Abdullah Parlıyan Meali
Biz bir ayetin yerine, başka bir ayeti getirdiğimizde, Allah neyi indireceğini çok iyi bilirken, Allah'tan gelen gerçekleri örtbas edenler, sen sadece değişik zamanlarda değişik ayetler getirdiğini söylemek suretiyle, hep uyduruyorsun derler. Halbuki onların çoğu, bilmeyen, anlamayan kimselerdir.
Ahmet Varol Meali
Biz bir ayetin yerine başka bir ayet getirdiğimizde -ki Allah ne indirdiğini pek iyi bilir-: "Sen ancak bir iftiracısın" derler.
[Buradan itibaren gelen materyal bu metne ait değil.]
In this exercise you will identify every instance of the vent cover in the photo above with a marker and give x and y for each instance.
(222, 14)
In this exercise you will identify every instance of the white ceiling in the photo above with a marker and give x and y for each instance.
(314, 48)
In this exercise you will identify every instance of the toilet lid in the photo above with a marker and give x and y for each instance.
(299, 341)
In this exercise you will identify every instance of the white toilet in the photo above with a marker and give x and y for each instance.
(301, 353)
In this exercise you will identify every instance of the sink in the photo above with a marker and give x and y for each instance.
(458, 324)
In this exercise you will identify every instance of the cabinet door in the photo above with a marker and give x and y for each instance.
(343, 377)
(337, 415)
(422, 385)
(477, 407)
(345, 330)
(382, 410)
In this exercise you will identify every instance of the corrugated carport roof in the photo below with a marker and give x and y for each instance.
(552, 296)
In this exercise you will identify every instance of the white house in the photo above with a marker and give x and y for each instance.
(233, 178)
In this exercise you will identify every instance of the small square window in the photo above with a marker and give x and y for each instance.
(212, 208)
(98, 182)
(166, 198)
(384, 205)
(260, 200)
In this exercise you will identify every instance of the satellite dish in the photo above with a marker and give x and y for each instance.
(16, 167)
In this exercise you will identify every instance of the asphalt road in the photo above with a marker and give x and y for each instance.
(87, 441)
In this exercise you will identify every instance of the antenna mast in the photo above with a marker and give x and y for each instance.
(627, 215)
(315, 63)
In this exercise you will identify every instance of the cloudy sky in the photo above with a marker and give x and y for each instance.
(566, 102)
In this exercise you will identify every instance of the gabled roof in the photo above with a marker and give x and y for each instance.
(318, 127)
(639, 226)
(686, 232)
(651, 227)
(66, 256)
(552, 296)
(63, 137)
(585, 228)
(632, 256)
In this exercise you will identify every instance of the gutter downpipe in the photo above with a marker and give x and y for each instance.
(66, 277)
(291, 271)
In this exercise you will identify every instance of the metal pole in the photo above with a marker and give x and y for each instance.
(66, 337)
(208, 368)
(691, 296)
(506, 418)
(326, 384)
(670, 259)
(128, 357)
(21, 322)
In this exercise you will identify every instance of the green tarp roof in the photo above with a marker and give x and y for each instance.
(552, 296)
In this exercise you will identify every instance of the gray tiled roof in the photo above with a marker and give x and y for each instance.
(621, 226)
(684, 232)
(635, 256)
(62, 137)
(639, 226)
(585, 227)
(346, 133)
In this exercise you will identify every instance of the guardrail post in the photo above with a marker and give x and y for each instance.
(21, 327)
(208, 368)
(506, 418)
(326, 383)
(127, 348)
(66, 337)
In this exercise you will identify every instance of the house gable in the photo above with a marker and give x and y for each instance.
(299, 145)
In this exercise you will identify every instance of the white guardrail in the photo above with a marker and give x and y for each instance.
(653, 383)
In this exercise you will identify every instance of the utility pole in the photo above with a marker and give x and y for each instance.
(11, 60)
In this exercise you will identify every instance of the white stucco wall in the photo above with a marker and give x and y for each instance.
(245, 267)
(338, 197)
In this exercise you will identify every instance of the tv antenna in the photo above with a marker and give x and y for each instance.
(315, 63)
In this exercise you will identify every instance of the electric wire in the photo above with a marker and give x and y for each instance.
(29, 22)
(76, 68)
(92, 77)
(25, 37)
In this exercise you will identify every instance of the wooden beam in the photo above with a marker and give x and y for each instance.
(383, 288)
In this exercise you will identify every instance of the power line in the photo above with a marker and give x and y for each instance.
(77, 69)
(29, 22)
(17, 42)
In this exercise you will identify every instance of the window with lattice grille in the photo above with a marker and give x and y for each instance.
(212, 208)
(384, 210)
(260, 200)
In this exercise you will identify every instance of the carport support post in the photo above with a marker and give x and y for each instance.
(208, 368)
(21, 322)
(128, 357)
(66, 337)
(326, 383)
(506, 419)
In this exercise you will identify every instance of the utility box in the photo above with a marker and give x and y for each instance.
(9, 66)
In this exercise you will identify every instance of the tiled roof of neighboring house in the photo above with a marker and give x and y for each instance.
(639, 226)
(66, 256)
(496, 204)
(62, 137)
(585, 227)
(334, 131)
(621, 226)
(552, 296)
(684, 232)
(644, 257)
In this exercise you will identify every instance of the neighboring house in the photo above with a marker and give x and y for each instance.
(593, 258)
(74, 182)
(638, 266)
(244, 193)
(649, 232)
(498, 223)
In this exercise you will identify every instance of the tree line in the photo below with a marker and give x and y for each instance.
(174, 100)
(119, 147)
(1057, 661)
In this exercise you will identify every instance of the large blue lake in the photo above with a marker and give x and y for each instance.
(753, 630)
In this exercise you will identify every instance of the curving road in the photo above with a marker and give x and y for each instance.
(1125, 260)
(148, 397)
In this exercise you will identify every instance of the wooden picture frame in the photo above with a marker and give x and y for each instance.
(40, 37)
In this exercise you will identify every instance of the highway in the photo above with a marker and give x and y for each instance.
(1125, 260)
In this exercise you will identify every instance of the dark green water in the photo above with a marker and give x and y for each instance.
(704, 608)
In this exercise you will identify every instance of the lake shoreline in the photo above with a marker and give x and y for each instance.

Hayır; onların çoğu bilmiyor.*
Ali Bulaç Meali
Biz bir ayeti, bir (başka) ayetin yeriyle değiştirdiğimiz zaman, -Allah neyi indirdiğini daha iyi bilir.“Sen yalnızca iftira edicisin' dediler. Hayır, onların çoğu bilmezler.
Diyanet İşleri Meali (Eski)
Bir ayetin yerini başka bir ayetle değiştirdiğimizde, ki Allah ne indirdiğini gayet iyi bilir onlar, "Sen sadece uyduruyorsun" derler. Hayır, öyle değildir, ama onların çoğu bunu bilmezler.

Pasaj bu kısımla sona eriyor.